Biochem Biophys Res Commun. 1990 Nov 30;173(1):106-10. doi: 10.1016/s0006-291x(05)81028-9.
NG-monomethyl-L-arginine (L-NMMA), an inhibitor of nitric oxide synthesis, markedly enhanced tonic ("hump") responses to transmural stimulation in guinea pig ileum longitudinal muscle. The enhancement of the hump responses was probably due to a prejunctional effect on substance P-like neurotransmission, since the action of L-NMMA was exerted also in the presence of atropine, and since responses to substance P, a mimic of nerve stimulation, were unaffected by L-NMMA as were cholinergic twitch responses and the overflow of [3H]choline. Further in support, the hump responses were blocked by the substance P antagonist Spantide. All effects of L-NMMA were stereospecifically reversed by L-arginine. Endogenous nitric oxide thus selectively modulates peptidergic neurotransmission in the gut.

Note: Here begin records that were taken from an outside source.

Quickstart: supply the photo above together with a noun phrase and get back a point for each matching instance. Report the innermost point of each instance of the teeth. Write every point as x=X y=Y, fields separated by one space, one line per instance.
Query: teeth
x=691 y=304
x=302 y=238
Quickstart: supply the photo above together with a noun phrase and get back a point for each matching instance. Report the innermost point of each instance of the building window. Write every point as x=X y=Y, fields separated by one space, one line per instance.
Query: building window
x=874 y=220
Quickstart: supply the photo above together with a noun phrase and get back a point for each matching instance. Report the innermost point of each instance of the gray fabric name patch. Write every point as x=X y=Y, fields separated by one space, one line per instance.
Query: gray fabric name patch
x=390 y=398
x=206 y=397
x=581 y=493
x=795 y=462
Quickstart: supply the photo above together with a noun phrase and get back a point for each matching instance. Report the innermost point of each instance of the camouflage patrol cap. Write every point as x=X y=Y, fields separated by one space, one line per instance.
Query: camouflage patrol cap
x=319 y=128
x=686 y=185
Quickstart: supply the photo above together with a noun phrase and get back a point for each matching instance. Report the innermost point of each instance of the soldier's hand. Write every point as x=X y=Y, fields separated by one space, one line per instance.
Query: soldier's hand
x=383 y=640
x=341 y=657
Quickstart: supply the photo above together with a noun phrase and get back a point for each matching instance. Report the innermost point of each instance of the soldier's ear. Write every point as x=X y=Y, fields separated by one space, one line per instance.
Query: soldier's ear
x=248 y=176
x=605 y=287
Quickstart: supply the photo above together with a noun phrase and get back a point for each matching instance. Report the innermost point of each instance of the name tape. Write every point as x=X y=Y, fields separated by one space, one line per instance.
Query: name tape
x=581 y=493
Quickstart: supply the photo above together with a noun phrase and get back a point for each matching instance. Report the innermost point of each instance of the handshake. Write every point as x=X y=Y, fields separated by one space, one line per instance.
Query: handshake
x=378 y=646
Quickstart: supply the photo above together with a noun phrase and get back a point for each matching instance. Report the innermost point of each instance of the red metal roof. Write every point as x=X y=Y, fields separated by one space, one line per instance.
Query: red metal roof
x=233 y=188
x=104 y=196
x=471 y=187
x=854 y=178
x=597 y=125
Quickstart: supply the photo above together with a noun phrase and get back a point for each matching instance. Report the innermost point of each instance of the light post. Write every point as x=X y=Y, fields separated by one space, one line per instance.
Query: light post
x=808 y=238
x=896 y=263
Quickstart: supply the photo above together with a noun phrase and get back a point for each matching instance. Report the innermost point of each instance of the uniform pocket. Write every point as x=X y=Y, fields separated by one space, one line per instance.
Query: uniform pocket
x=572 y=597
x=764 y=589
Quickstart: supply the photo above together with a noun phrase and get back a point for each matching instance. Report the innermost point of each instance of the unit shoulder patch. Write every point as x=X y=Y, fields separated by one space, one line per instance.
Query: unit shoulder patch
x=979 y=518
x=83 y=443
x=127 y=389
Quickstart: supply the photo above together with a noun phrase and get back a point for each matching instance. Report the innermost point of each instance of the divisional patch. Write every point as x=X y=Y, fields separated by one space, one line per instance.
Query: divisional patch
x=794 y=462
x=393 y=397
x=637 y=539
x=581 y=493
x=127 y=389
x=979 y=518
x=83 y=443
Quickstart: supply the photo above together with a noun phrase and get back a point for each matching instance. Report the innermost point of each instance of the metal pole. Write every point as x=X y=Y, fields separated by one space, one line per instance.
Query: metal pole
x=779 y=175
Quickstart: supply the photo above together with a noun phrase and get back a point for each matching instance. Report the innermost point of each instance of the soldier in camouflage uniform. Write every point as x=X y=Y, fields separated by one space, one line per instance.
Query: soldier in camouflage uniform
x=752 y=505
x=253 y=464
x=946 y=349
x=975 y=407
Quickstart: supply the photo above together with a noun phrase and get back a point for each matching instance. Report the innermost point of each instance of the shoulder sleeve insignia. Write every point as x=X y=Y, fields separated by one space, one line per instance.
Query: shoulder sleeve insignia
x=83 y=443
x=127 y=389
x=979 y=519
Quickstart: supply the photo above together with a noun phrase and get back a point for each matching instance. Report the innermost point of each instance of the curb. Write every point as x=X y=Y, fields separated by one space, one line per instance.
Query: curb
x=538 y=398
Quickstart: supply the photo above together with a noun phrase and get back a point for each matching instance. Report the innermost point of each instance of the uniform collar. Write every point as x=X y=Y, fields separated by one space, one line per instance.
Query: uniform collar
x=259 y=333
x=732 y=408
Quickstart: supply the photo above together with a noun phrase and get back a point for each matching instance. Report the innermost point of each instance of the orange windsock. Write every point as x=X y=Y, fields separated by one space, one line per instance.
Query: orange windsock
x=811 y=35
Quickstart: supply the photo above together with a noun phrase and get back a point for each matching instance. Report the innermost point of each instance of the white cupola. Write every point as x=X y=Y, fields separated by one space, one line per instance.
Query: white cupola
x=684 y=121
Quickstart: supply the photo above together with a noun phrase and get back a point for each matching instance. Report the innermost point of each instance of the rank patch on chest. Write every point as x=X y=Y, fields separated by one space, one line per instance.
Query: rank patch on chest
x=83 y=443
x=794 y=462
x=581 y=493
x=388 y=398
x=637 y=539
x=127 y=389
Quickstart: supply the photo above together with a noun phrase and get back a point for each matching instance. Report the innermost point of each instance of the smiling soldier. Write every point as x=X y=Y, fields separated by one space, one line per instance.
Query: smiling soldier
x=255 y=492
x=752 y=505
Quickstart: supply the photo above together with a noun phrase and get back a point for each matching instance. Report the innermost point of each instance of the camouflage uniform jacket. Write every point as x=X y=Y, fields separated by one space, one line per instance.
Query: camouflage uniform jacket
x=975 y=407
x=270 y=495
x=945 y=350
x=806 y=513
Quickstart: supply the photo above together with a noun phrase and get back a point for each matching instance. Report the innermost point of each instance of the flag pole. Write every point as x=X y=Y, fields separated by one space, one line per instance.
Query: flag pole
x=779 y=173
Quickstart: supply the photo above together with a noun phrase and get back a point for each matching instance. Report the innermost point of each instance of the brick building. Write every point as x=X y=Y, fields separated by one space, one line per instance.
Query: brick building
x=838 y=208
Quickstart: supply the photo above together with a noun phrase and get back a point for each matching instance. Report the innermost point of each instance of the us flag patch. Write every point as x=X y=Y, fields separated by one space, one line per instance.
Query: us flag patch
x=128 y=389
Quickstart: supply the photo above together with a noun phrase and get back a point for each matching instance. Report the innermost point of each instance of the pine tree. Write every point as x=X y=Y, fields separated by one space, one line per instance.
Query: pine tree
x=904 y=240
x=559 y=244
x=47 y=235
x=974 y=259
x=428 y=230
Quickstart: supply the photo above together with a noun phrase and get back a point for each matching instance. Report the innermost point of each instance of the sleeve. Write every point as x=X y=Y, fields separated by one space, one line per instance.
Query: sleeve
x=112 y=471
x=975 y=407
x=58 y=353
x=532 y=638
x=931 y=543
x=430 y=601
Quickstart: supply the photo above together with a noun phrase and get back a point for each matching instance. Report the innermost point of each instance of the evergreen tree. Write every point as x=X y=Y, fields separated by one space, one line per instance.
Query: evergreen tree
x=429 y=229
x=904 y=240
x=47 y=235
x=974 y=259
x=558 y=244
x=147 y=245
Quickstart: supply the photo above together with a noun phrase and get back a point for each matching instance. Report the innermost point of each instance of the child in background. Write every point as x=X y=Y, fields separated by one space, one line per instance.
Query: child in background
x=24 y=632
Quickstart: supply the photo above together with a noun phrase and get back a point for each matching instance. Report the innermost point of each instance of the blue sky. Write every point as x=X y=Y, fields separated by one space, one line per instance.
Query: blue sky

NG-单甲基-L-精氨酸(L-NMMA)是一种一氧化氮合成抑制剂,它能显著增强豚鼠回肠纵行肌对透壁刺激的紧张性(“峰”)反应。峰反应增强可能是由于对P物质样神经传递的节前效应,因为L-NMMA的作用在阿托品存在时也能发挥,而且对P物质(神经刺激的模拟物)的反应、胆碱能抽搐反应以及[3H]胆碱的溢出不受L-NMMA影响,这与L-NMMA对它们的作用方式相同。进一步的证据是,峰反应被P物质拮抗剂Spantide阻断。L-NMMA的所有作用都能被L-精氨酸立体特异性地逆转。因此,内源性一氧化氮可选择性地调节肠道中的肽能神经传递。